No difference, meaning that I don't want to be in both of this situations to
pretty much same degree. That's why I choose swimming pools with private
changing rooms. Also currently anyone can smuggle camera to a changing room
and publish photos of the people he/she can snap on mass media called
internet. And we can't pretty much do anything about this. Pretending we can
and from time to time trying doesn't provide us with any additional privacy.

> Would you at least concede that this wouldnt be true for everyone?

Yes. I'm aware that some people don't mind being seen naked when not too many
people watch.

> Or are you trying to make some sort of impractical distinction between
> capture and use of an image.

Not really. If it's captured it can be published. At least anonymously.

I'm neither in favor or against nudism. I think that society could use more
acceptance about how ordinary people look and what ordinary people do.

I think there is a great value in right to take and publish pictures. Of
police officers on duty, of school cafeteria menu of what all interesting
especially powerful people do and how the policies turn out in the field.

I think that no one with camera should ever feel frightened to take photo or
record something.

I also don't really like fighting technology with law. Technology will always
win eventually but it can do massive damage to progress of mankind delaying
whole nations by centuries.

In 50 years projects like Google Glass will probably blend the boundary
between seeing and recording so why struggle.

------
anons2011
_NeverSeconds blogger Martha Payne school dinner photo ban overturned_

Looks like the ban has been overturned.

A victory for free speech and common sense!

------
noonespecial
Perhaps they think it will be difficult to "raise" the chocolate ration to 20
grams per week if the kids are taking pictures of it every day?

------
urbanjunkie
And the response from Argyll and Bute

[http://www.argyll-bute.gov.uk/news/2012/jun/statement-
school...](http://www.argyll-bute.gov.uk/news/2012/jun/statement-school-meals-
argyll-and-bute-council)

 _Argyll and Bute Council wholly refutes the unwarranted attacks on its
schools catering service which culminated in national press headlines which
have led catering staff to fear for their jobs. The Council has directly
avoided any criticism of anyone involved in the ‘never seconds’ blog for
obvious reasons despite a strongly held view that the information presented in
it misrepresented the options and choices available to pupils however this
escalation means we had to act to protect staff from the distress and harm it
was causing. In particular, the photographic images uploaded appear to only
represent a fraction of the choices available to pupils, so a decision has
been made by the council to stop photos being taken in the school canteen.

There have been discussions between senior council staff and Martha’s father
however, despite an acknowledgement that the media coverage has produced these
unwarranted attacks, he intimated that he would continue with the blog.

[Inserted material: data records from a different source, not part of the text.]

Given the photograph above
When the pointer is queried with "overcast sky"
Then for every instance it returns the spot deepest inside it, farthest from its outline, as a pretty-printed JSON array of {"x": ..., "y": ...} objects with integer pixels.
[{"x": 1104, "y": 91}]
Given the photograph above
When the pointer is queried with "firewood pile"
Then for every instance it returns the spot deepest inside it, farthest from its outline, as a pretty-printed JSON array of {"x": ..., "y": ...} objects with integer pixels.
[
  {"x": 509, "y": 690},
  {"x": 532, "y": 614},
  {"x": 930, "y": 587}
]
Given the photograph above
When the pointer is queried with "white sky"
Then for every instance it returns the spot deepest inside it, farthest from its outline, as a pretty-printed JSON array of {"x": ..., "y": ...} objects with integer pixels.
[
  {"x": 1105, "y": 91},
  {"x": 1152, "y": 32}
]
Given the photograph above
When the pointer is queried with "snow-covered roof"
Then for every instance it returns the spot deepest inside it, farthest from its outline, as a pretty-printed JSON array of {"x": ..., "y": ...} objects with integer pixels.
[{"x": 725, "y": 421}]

The council has had no complaints for the last two years about the quality of
school meals other than one from the Payne family received on 6 June and there
have been no changes to the service on offer since the introduction of the
blog.

Pupils have a daily choice of two meals from a menu which is designed with
pupils, parents and teachers. Our summer menu is about to be launched and
includes main course choices like meat or vegetarian lasagne served with
carrots and garlic bread or chicken pie with puff pastry, mashed potato and
mixed vegetables.

Pupils can choose from at least two meals every day. They pay £2 for two
courses and this could be a starter and a main or a main and a desert. Each
meal comes with milk or water. Pupils can have as much salad and bread as they
want. Salad, vegetables, fruit, yoghurt and cheese options are available every
day. These are standing options and are not a result of any changes in
response to the blog site.

As part of the curriculum for excellence, pupils in all our schools are
regularly taught about healthy eating and at lunch breaks staff encourage
pupils to make good choices from what is on offer. We use a system called
‘Nutmeg’ to make sure everything is nutritionally balanced. Our staff also get
nutrition awareness training so they know how to provide a good healthy meal.
There is portion sized guidance which we adhere to and it is matched to the
age of the child so they get the right amount of food. Second portions would
mean too many calories for pupils.

In Lochgilphead Primary School we are piloting a new pre-ordering scheme which
is designed to encourage class discussion around meal choices and also
improves the accuracy of meal choices. The pupils use a touch screen to select
their lunch option and the data is downloaded in the kitchen so they know how
many portions of each meal are required. As they place their order, the pupils
are given a coloured band which relates to their meal choice that day. They
wear it during the morning, and at lunchtime they hand it to the catering
assistant, who will give them the corresponding meal.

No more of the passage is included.